David Huggins, VP, nutrition portfolio manager, Active Equities at BlackRock, confirmed during the summit presentation that performance isn’t the top priority for ESG investments, but rather the goal in the investments is to move the needle towards sustainability.

“You are beginning to find a really interesting dynamic right now, where you are getting this burgeoning supply of ESG capital, hundreds of billions of dollars, which are directed towards companies that can tic that box. And that might look a little worrisome in terms of valuations, but it is capital markets at its finest because you are creating incentives to push the world in the right direction toward a more sustainable future,”​ he said.

Strategics eye startups to help meet ESG goals

Large strategic food and beverage players also increasingly are interested in scaling businesses that can demonstrably help them achieve ambitious, publicly declared sustainability or social governance goals, Erin VanLanduit, managing director, Tyson Ventures, added at the virtual summit.
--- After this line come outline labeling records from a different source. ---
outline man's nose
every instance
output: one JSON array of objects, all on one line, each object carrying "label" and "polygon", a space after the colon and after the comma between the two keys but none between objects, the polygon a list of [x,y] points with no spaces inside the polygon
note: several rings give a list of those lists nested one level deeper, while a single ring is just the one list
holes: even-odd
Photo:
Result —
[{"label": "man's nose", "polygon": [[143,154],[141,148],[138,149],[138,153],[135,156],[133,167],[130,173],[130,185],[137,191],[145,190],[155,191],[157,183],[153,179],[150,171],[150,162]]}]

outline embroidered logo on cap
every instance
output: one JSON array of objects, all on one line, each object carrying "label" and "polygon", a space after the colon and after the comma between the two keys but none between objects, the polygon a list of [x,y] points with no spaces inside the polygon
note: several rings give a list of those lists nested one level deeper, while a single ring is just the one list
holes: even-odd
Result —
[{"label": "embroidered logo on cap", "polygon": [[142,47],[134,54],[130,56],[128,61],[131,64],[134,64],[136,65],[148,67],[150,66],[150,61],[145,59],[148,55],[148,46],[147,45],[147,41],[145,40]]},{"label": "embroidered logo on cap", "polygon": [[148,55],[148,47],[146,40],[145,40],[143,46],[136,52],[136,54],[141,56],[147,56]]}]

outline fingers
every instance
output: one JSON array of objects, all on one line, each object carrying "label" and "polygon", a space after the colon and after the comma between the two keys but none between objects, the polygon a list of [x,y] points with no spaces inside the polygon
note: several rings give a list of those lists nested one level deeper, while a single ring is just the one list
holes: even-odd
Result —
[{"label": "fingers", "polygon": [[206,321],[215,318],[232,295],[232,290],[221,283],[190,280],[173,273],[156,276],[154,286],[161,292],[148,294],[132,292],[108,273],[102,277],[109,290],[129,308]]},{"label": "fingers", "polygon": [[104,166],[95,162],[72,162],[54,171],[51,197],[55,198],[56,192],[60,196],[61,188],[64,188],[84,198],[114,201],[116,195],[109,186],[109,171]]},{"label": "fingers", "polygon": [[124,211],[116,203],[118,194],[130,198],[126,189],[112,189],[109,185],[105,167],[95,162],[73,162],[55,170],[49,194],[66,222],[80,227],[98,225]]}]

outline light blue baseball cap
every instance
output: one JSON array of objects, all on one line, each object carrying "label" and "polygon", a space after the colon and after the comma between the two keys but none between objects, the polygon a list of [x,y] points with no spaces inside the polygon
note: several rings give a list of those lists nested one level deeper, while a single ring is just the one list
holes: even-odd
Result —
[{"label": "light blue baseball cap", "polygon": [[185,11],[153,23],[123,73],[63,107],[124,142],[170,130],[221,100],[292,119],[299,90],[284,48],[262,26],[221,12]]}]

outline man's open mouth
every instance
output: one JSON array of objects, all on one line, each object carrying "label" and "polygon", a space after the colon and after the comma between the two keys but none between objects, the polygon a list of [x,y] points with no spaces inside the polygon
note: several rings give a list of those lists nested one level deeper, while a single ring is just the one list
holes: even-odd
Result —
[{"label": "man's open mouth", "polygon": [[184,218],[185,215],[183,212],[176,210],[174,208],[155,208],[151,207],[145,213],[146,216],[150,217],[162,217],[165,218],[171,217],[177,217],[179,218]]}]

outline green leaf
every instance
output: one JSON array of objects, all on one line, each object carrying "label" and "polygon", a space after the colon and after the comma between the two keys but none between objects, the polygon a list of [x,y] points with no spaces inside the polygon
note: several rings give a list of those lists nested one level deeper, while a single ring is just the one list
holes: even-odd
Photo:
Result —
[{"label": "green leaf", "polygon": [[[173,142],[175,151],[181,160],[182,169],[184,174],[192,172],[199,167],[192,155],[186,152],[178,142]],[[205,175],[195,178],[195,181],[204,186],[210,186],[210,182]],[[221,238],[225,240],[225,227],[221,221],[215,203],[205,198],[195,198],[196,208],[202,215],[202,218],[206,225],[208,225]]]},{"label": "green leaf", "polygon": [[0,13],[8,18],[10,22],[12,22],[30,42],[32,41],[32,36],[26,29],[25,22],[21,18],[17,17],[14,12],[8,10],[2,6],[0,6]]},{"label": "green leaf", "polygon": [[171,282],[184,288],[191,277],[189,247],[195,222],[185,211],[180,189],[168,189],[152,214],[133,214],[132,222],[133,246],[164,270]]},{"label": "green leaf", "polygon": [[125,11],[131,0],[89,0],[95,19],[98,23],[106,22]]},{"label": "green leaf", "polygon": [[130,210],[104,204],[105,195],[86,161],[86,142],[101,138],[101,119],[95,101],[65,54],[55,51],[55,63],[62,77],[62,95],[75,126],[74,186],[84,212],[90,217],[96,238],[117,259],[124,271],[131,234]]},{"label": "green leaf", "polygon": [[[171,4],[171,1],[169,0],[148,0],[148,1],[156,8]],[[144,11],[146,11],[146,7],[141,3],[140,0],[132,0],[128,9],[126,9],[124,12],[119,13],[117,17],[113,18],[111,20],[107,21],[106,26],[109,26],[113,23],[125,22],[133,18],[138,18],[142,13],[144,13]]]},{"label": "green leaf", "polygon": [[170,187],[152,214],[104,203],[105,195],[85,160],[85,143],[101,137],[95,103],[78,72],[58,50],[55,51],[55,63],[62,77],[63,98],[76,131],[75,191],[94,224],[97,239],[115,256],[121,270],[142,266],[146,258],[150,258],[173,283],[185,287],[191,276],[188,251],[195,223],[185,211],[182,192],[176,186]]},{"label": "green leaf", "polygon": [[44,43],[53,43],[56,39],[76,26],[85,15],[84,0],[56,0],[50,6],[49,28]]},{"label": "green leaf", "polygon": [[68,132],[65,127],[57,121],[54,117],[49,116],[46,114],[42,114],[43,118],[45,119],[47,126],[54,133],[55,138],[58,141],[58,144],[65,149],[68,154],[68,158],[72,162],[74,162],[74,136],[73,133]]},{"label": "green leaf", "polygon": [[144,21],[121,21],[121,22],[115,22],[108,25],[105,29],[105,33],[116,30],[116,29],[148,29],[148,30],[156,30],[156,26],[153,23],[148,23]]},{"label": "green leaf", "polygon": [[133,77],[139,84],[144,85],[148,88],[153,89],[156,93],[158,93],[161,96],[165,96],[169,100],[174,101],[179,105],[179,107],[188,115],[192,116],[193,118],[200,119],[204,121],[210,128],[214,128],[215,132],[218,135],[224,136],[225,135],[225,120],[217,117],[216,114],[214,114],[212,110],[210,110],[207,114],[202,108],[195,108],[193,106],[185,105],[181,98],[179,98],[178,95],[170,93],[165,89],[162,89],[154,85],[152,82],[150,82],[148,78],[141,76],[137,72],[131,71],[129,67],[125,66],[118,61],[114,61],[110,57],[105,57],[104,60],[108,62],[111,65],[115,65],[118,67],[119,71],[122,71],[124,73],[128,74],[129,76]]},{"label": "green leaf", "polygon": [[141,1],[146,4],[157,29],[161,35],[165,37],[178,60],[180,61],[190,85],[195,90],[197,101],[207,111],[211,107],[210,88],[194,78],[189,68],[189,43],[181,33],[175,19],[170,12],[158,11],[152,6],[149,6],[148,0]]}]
“Sustainability is a consideration in all of the investments that we make on behalf of Tyson. We have some very large and public goals related to sustainability that Tyson has put out there in the past few years. So we do think very carefully about where we’re putting our money because we do want to drive towards those sustainability goals,”​ she said.

In particular, she said, Tyson Ventures is interested in water management, land stewardship, soil health, greenhouse gas reduction and animal welfare.

“We very actively look for companies in those spaces and it is something that’s really important because, quite honestly, I don’t believe that we’ll be able to hit some of our very audacious goals that we’ve set out for the organization unless we do make investments and build more partnerships in those spaces,”​ she said.

Nick Rosa, co-founder and managing director of Sandbox Industries, also confirmed at the summit that “almost all of our ag investments are improving the health of the planet.”​ But he noted that Sandbox Industries is particularly interested in acquaculture and how to get more from the ocean with less impact and more transparency.